Businesses owed money by Alaska Dispatch News had a chance to personally question owner Alice Rogoff about the company's financial situation in federal bankruptcy court in Anchorage on Thursday.
The "meeting of the creditors" marked the first time since ADN filed for Chapter 11 bankruptcy protection on Aug. 12 that Rogoff has appeared in court. She previously had testified by phone.
Meanwhile, after questioning by a reporter, ADN bankruptcy attorney Cabot Christianson said a new group of potential buyers of the newspaper and digital news site had traveled to Alaska to investigate the operation ahead of a scheduled auction of assets Monday.
Many details about the identity of the members of the group and their level of interest remained unclear.
The Binkley family of Fairbanks stepped in as potential buyers in August. They have been running the paper's daily operations through bankruptcy, though they still could be outbid at an auction scheduled for Monday.
On Thursday, roughly 25 people ranging from attorneys representing major creditors to a fedora-wearing blogger gathered in the downtown Anchorage federal bankruptcy court on Fourth Avenue for the creditors' hearing.
Such meetings are a routine part of bankruptcy cases, allowing businesses which say they are owed money to ask the debtor about assets and liabilities, under oath, Christianson said. Rogoff and ADN finance director Erin Austin testified sitting side by side. A U.S. Bankruptcy Court trustee, Kathryn Perkins, presided.
GCI, Northrim Bank and other businesses that together are owed millions by ADN questioned Rogoff through attorneys.
Rogoff said the bankruptcy filing was "a combination of a lot of adverse financial conditions."
GCI's move to evict ADN from the GCI building on Northway Drive, where it has been printing the newspaper on an old Anchorage Daily News press, pushed the decision, she said.
The questions also shed light on how the personal wealth of Rogoff — her husband, David Rubenstein, is a billionaire — paid for ADN's operations.
Austin testified that Rogoff was willing to personally funnel her money into ADN, which was operating at a loss.
"We'd let her know shortfalls and she'd transfer money into the account," she said.

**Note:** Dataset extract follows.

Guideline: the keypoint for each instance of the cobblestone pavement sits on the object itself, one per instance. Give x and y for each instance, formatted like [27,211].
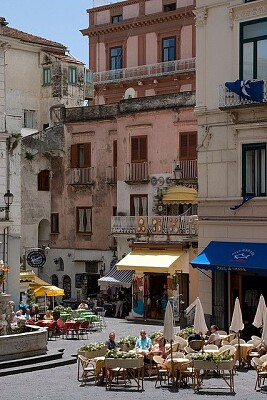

The questioning did not lead to any revelations about the source of Rogoff's wealth. When asked about her "marital settlement agreement" and its value, she declined to answer.
"I'd rather not," she said. "It's personal."
Mark Miller, owner of M&M Wiring Service, which is embroiled in a separate legal dispute over electrical work done at a planned Arctic Boulevard printing plant for ADN, pressed Rogoff about how much money the newspaper was losing during the time his company started work on what was supposed to be a major renovation of a property on Arctic Boulevard to house a new press.
Was the ADN making money at the time? Miller asked.
"No, but we weren't expecting to," Rogoff answered.
The talk about a second possible buyer involved a group represented by a Canadian newspaper investor.
Christianson, the bankruptcy attorney, said he knew of a group from Vancouver, British Columbia, that had traveled to Alaska to investigate buying the newspaper at auction.
He said he believed the same group bid on the Fairbanks Daily News-Miner when it was for sale a few years ago.
The group's representative in Anchorage was identified as Steven Malkowich, a Canadian newspaper executive.
Malkowich is associated with an investor group or groups that have purchased newspapers in the United States and Canada, including two California operations: the Lodi News-Sentinel in 2015 and the Antelope Valley Press this year.
Anchorage bankruptcy attorney David Bundy said he represents a client who has traveled to Anchorage to explore buying the newspaper.
"He has been talking to various people regarding the possibility of buying it," Bundy said. "I have no decision to tell you about."
Bundy wouldn't name the client.
Though Christianson has proposed rules of the auction that would require another bidder to put up $1 million in earnest money in advance, a judge has not yet ruled on that proposal.
"Right now I'm not sure anybody who wants to bid is required to do anything other than show up on Monday and bid," Bundy said.
The Binkley family said they were aware of a potential competing buyer but knew few details.
"We assume there will be another bidder. We knew all along that was a possibility," said Ryan Binkley, speaking outside the courtroom after the hearing. "We're hearing somebody else has conducted some due diligence, and rightly so."
The auction will happen at a hearing scheduled for Monday morning.